Koffie Tins hadir dengan varian yang menyuarakan lagu-lagu daerah seperti Rambadia, Anak Daro, dan Tondiku. Tak hanya nama, masing-masing varian membawa narasi yang lahir dari akar budaya setempat. Misalnya Rambadia, menggunakan biji kopi Gayo dari Aceh yang dikemas dalam desain kaleng bernuansa Batak dengan motif Ulos. Rasa yang tegas dan dalam disandingkan dengan makna kehangatan dan kesejahteraan dalam keluarga Batak.
“Melalui Rambadia, kami ingin memperkenalkan Indonesia kepada dunia dengan cara yang bermakna. Melalui rasa kopi ini, saya ingin membawa nilai-nilai budaya dan semangat kebersamaan di industri kopi,” tutur Felix.
Strategi kolaborasi
Upaya menghadirkan sentuhan budaya juga dilakukan melalui kolaorasi. Mereka menggandeng seniman dan kreator, termasuk Edward Hutabarat dan studio digital Sembilan Matahari, menciptakan pengalaman mendalam bagi pengunjung World of Coffee Jakarta 2025. Di tengah arena pameran, berdiri instalasi Giant Koffie Tins—ruang imersif yang mempertemukan visual lanskap kebun kopi Gayo dengan denyut budaya Sumatra Utara.
“Melalui proyek ini, kami menyajikan pengalaman menikmati kopi premium dalam ruangan yang immersive dan emosional,” kata Felix.
Instalasi itu tak hanya memanjakan indera, tapi juga menyentuh sisi terdalam dari pengalaman manusia: rasa terhubung dengan Tanah Air. Untuk menaikkan brand awareness, booth juga diddesain berhiaskan artefak, motif Ulos, dan sentuhan estetika khas Nusantara yang dirancang bersama Edward Hutabarat, ruang itu seolah menyuarakan bahwa minum kopi kini adalah pengalaman yang penuh kesadaran budaya.
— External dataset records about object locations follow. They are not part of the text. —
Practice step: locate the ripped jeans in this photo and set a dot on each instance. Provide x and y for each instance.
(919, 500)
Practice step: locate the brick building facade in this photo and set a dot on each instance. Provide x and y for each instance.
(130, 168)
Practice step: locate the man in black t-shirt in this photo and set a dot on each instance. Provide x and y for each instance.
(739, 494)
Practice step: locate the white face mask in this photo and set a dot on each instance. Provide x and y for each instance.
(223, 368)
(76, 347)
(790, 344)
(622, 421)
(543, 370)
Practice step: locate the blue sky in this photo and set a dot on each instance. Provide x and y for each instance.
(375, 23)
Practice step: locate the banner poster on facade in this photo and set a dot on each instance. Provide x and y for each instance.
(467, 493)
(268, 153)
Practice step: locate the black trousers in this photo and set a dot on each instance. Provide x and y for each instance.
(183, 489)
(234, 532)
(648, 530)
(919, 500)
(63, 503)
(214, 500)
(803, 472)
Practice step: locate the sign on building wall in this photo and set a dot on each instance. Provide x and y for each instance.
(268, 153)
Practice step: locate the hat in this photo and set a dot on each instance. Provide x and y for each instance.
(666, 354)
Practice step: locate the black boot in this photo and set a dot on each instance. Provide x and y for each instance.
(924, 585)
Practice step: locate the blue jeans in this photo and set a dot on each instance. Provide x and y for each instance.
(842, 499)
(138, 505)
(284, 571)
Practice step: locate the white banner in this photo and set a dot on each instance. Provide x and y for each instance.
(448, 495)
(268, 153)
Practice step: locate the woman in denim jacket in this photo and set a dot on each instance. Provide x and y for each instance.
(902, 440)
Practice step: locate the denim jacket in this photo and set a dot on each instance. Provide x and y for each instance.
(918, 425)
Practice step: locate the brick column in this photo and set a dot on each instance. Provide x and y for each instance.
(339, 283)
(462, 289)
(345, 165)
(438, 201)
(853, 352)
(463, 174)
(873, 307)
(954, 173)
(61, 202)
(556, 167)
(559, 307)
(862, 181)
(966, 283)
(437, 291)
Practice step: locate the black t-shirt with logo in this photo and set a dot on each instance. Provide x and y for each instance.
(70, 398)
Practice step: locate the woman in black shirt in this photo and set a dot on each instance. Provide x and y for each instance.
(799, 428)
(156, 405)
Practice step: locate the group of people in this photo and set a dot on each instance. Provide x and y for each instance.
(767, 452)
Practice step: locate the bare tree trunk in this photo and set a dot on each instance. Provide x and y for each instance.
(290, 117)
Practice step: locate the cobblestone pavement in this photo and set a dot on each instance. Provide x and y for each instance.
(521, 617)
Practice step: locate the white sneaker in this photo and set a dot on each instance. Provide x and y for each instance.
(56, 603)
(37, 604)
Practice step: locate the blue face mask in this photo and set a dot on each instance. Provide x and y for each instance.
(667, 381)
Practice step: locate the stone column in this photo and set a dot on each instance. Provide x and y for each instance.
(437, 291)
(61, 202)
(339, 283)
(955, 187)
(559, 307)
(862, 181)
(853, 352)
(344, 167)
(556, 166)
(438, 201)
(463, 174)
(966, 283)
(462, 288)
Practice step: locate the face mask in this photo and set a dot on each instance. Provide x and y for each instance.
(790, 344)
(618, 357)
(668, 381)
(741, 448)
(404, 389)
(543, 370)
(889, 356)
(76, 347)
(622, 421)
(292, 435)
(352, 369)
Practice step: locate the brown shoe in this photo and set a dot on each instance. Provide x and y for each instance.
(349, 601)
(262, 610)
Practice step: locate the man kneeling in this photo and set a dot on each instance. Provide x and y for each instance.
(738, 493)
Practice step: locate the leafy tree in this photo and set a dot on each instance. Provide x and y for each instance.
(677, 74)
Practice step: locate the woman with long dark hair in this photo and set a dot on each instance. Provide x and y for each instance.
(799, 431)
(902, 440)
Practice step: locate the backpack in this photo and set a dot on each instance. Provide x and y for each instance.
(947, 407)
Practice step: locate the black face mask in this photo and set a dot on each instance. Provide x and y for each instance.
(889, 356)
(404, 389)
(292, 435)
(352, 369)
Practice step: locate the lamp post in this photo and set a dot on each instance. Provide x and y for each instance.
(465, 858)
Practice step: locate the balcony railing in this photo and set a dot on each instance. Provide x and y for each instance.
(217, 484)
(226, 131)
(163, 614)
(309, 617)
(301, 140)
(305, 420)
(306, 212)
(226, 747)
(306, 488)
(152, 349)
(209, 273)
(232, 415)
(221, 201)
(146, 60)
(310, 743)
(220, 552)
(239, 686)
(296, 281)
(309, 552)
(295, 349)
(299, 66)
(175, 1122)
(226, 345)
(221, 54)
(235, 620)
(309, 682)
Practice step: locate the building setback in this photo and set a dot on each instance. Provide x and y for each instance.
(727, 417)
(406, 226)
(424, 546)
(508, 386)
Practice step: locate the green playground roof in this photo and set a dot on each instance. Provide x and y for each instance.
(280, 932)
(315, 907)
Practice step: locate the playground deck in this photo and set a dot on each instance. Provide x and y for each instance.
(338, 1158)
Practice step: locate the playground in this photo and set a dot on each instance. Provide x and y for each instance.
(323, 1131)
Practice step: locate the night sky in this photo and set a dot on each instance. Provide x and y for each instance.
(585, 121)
“Cerita ini seperti benang yang dirajut jadi satu hiasan budaya yang bisa kita nikmati bersama. Kami meyakini bahwa kopi adalah medium untuk menghubungkan manusia, budaya, dan cerita dari berbagai penjuru dunia,” ujar Felix.
Roemah Koffie sendiri terus memperluas jejaringnya di berbagai titik strategis. Setelah sukses membuka gerai perdana di Carstensz Mall Gading Serpong, mereka membuka tiga cabang baru sekaligus pada awal tahun ini.